Athens pledged on Friday to refrain from one-sided measures that could compromise fiscal targets and had to abandon plans to tap some 11 billion euros in leftover European bank support funds.
UniCredit economist Erik Nielsen called it a "complete political surrender to the world of reality".
Tsipras insisted at the weekend that his coalition government had achieved an "important negotiating success" which "cancels out austerity". Athens says that it, not the country's creditors, is now calling the shots.
Government spokesman Gabriel Sakellaridis insisted on Skai television Monday that Greece still has "red lines" such as raising the minimum wage and maintaining pension levels.

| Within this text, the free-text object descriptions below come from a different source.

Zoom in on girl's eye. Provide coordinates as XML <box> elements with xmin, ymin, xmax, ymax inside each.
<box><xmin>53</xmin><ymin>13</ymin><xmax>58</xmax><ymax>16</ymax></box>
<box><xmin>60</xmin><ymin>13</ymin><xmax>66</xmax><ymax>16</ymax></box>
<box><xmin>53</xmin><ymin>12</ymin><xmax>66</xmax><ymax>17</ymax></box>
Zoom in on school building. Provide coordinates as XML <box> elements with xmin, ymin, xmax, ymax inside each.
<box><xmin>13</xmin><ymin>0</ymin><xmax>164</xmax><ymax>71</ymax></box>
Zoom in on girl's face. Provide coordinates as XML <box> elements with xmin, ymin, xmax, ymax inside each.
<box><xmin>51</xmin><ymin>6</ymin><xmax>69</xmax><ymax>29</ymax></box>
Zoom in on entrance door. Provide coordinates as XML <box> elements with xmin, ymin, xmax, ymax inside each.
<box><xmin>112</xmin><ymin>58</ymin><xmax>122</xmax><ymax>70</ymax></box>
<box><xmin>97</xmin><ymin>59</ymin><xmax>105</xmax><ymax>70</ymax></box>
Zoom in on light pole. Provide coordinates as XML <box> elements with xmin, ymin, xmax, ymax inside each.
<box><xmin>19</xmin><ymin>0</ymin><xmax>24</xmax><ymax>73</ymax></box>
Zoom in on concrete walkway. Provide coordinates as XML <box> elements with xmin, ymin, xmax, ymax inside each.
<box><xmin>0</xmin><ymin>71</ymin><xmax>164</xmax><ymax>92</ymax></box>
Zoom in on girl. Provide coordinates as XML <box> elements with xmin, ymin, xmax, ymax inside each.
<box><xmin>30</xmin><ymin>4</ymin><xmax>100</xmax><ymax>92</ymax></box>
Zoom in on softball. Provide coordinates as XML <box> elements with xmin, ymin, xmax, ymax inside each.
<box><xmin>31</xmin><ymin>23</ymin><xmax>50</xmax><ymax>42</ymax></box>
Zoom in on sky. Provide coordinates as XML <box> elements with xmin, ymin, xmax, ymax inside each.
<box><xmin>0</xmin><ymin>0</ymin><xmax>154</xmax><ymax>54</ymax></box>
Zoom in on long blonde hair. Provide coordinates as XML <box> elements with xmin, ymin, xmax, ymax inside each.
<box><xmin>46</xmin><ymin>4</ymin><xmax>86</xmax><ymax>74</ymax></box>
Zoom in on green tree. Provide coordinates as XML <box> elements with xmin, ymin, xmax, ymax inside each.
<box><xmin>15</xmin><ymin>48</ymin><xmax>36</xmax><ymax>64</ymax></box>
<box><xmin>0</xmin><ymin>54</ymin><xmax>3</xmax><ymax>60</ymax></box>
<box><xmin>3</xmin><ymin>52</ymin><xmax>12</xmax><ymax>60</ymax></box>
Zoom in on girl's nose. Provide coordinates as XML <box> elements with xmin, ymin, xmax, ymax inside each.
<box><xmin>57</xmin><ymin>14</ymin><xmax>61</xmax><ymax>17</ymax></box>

But cracks were already beginning to show, with Manolis Glezos, a 92-year-old wartime resistance hero and one of Syriza's most respected members, distancing himself from Tsipras.
- Tax hit list -
There were few details about the new measures.
Minister of state Nikos Pappas told television channel Mega on Sunday they were aimed at making "the Greek civil service more effective and to combat tax evasion".
According to Bild, the measures will include a 7.3 billion-euro tax hit list targeting the fortunes of the super-rich, back taxes and a crackdown on smuggling.
Once the European Commission, the European Central Bank and the International Monetary Fund -- the "troika" holding most of Greece's 320 billion euros in debts -- approve the list, the extension can go ahead.
Certain European parliaments also need to give the green light, however.
But if the proposals are not approved, it will be back to the drawing board and yet more drama for Greece.
"The chance of policy mistakes, political volatility and implementation risks remains quite high, and may rise," said Daniele Antonucci, economist at Morgan Stanley.
Experts at IHS said they now expect Greece to re-enter recession in the current quarter, just a year after returning to growth.